Yes, exactly - that's what I was pointing out. To put it more formally,
I was making it clear that the order of evaluation is unspecified, and
I used a completely hypothetical but easily understood asm-like
pseudocode to make clear one possible (albeit weird) order of
evaluation that runs counter to our intuition. In your rush to post,
you seem to have missed the point of my reply (as ever).
As far as C goes, he was right. The ++ is applied to "i" after the
value of I is evaluated and handed to the return statement.
You also appear to have missed reading it. Your claim here is simply
false. The point at which the increment happens is unspecified.
There is no need whatsoever to obfuscate this.
Nor did I do so. But there is certainly no need to give an incorrect
explanation such as yours.
To the OP. You code does not exhibit "UB" until overflow.
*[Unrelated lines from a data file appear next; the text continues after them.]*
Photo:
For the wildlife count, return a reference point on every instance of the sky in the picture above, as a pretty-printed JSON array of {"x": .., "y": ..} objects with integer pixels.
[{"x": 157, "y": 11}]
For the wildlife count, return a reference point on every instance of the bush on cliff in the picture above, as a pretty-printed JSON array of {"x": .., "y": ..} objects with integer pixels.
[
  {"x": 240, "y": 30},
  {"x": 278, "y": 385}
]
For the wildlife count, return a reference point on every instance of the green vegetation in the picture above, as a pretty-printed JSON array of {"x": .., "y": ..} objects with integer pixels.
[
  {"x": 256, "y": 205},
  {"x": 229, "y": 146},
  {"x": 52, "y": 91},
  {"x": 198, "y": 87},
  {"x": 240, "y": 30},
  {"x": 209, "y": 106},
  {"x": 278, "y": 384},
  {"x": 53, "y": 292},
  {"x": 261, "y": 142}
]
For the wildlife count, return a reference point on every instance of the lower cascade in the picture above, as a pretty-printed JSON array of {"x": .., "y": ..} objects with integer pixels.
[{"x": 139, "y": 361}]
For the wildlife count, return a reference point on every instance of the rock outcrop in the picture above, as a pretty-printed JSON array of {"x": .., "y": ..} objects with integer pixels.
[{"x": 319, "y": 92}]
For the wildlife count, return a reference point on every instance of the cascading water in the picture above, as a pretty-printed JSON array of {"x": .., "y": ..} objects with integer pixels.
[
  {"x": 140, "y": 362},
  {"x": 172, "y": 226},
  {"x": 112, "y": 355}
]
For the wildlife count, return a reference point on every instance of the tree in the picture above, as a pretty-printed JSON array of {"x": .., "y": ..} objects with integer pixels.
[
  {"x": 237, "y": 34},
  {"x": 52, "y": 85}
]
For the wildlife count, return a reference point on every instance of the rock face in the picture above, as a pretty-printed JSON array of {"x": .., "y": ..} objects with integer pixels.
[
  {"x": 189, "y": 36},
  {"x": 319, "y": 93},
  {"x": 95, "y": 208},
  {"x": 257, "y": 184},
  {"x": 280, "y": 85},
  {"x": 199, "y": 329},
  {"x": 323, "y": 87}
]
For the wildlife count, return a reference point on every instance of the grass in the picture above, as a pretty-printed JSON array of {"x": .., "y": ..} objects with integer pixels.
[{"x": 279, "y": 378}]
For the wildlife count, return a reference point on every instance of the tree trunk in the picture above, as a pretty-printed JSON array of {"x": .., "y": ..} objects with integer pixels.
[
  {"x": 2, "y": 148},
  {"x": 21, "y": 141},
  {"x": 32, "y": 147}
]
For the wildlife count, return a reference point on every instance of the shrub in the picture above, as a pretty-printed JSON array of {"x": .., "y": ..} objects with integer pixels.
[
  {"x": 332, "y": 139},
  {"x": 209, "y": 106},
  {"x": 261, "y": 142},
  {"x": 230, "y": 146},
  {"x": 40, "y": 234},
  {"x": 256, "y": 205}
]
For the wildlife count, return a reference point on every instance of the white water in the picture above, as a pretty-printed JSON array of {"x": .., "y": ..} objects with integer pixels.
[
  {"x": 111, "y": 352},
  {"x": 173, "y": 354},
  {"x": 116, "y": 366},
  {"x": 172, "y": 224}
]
I already pointed this out, some time ago. In your rush to post, you
seem to have missed this. Did you not claim that you do not bother to
post answers to questions that have already been answered?
And then its platform specific I believe.
You mean you don't know? I suggest you find out, by reading and
understanding instead of looking for any pretext, no matter how
spurious, to criticise those who *do* know.
But I'll tell you. The behaviour on overflow is undefined. The Standard
does *not* require that undefined behaviour must be platform-specific.
For all it cares, the behaviour could depend on the phase of the moon,
or some equally bizarre platform-independent phenomenon.